2008 was a momentous year for CDE. An HEFCE e-Benchmarking project contributed to by CDE became a cornerstone of a ten-year eStrategy for universities in England and Wales. CDE supported a successful bid by the Vice-Chancellor to host the fifth pan-commonwealth forum on open learning in London, attracting over 700 delegates from 70 countries for the five-day event in July 2008, with an associated meeting of Vice-Chancellors organised in collaboration with UNESCO immediately before the Forum. The success of these bids was widely considered a significant achievement, and an important step not only in raising the profile of the CDE, but also that of the External System, internationally.
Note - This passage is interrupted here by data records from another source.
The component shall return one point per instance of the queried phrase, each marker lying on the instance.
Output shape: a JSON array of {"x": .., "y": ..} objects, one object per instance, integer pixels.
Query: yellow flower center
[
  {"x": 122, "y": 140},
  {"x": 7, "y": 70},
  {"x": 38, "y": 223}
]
But by 2008 the nature of distance education had changed enormously, with the rapid growth of virtual learning environments, increasing focus on user generation of Web content and person-to-person interaction via web applications, and increasing interest in blended and flexible approaches to learning, resulting in a blurring of the traditional demarcations between distance and campus-based learning.
These dramatic changes made it much harder to maintain the original role of CDE of providing specialist advice and development support to course teams in the Colleges preparing distance learning programmes within the External System. As member institutions developed their own in-house capacity for developing online learning, the focus for CDE began to shift more towards new programme planning, through discussions with academic managers in Colleges, establishing protocols and guidelines for programme developments, and contributing to programme development more broadly through initiatives such as the eBenchmarking project.
In 2010, the first Visiting Fellows were appointed to CDE and in 2015 a new CDE Strategy was approved by the Learning,Teaching and Assessment Sub-Committee (LTAS).